# adjust handlebars



## zenlakin (Jan 31, 2010)

I have a 2006 gary fisher tassajara and I am reaching out to anyone that can help me figure out how to adjust the handlebar height??


----------



## zebrahum (Jun 29, 2005)

The handlebar height can only be changed by changing the stem to a different one. What are you trying to do by changing the handlebar height?


----------



## zenlakin (Jan 31, 2010)

I just want to raise the handlebars up a little so I don't feel like I am leaning over quite so much since I had to raise the seat when i bought the bike.


----------



## EABiker (Jun 24, 2004)

If they are riser bars, you can raise them a bit by rotating them; that's assuming that it's not already been done.


----------



## theMeat (Jan 5, 2010)

You've got a few options/possibilities. 
Taller and/or shorter stem.
More spacers under stem if you have room.
Rotate the bars if they're riser bars, or get bars with more rise.


----------



## zenlakin (Jan 31, 2010)

I will have to check that out when I get home. From looking at it briefly I didn't even see how you go about taking the handlebars off..


----------



## TenSpeed (Feb 14, 2012)

The stem will have a front plate with allen screws, 2 or 4, depending on the stem. Undo those with the proper allen wrench, and you can rotate the bar. You don't need to take them all the way off, just loosen them. Once you do this, don't forget to adjust your shifters and brake levers to match your new angle.


----------



## Slozomby (Mar 22, 2012)

zenlakin said:


> I will have to check that out when I get home. From looking at it briefly I didn't even see how you go about taking the handlebars off..

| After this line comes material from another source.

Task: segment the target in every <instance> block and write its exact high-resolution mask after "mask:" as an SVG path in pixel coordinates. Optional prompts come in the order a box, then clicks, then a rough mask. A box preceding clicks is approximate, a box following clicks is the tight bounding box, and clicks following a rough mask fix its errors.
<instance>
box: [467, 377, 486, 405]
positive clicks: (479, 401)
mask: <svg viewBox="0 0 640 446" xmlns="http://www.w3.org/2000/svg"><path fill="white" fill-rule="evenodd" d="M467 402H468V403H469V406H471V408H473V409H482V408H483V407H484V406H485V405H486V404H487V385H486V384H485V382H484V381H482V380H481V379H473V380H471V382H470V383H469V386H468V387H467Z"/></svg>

to swap the stem you'll need to take the single bolt from the head cap ( round thing on the top of the steering tube) off as well as the 2-4 bolts from the stem itself where its wrapped around the steering tube. make sure the forks are supported, or the bikes on the ground.

to swap bars. take everything off the bars. then 2 or 4 bolts from the front of the stem where it wraps around the handlebars.

it'll take a little playing to figure out where you want it. you might hit a local shop/coop and see if they have a few you can swap and try.

there are a couple of different sizes so be sure you're getting stuff that lines up with what you have. 1/18 threadless. not sure if its 25mm bars or 31.8. easy enough to measure so you get the right parts. you might need additional/different spacers depending on which physical dimensions of the replacement stem.


----------